Alright, buckle up, dear readers, because today we're about to journey into the mesmerizing, head-scratching world of semiconductor memory technology. We’re diving headfirst into how the memory industry is dealing with Moore’s Law finally giving up on its trusty promise of getting better and cheaper every two years, and what happens when you shift from making 2D chips to stacking them like skyscrapers—also known as 3D NAND. Spoiler alert: it involves a lot of crying over depreciated factories, a touch of “string stacking” (it’s as weird as it sounds), and the world’s most expensive “pizza ovens.” So, let’s kick this off and peel back the silicon curtain!

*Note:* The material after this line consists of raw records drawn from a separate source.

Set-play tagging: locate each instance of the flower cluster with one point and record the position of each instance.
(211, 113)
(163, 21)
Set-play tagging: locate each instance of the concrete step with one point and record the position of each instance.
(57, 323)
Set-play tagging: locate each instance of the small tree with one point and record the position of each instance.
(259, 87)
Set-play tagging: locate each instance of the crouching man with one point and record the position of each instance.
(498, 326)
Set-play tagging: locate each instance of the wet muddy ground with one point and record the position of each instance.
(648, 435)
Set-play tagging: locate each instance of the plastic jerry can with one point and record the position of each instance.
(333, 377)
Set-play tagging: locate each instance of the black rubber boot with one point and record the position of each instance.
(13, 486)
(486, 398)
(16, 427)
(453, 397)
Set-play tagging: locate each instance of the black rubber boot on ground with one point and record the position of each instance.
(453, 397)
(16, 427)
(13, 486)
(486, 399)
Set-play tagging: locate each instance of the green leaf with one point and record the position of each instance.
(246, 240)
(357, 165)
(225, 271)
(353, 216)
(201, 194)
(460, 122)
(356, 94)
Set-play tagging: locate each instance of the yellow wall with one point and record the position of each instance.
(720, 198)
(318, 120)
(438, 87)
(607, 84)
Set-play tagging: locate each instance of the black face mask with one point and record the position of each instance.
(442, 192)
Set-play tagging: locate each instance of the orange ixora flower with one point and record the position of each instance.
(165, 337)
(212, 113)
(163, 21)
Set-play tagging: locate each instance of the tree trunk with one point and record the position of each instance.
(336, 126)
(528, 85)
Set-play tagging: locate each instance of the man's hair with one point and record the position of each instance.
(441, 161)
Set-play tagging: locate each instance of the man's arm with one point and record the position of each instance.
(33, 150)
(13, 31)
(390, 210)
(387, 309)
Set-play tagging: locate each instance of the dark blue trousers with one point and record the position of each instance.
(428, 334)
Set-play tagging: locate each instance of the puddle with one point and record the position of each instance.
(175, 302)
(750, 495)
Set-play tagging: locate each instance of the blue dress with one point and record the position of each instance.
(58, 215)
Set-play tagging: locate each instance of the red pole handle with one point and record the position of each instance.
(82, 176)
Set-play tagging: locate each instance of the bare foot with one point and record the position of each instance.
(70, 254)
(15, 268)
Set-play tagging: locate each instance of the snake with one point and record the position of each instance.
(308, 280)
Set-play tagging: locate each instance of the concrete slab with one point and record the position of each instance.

1. Moore’s Law Has Left the Building

Gordon Moore once said that the number of transistors in an integrated circuit would double every two years, and for a while, that worked. Memory companies could just keep making things smaller, doubling the bits per wafer, and all was sunshine and reduced cash costs—until it wasn’t. Imagine you’re baking cookies, and every two years, your oven magically doubles its capacity. Amazing, right? More cookies for everyone! Now imagine your oven suddenly starts demanding double the kitchen space, twice the electricity, and an extra baker just to keep from catching on fire. Less amazing.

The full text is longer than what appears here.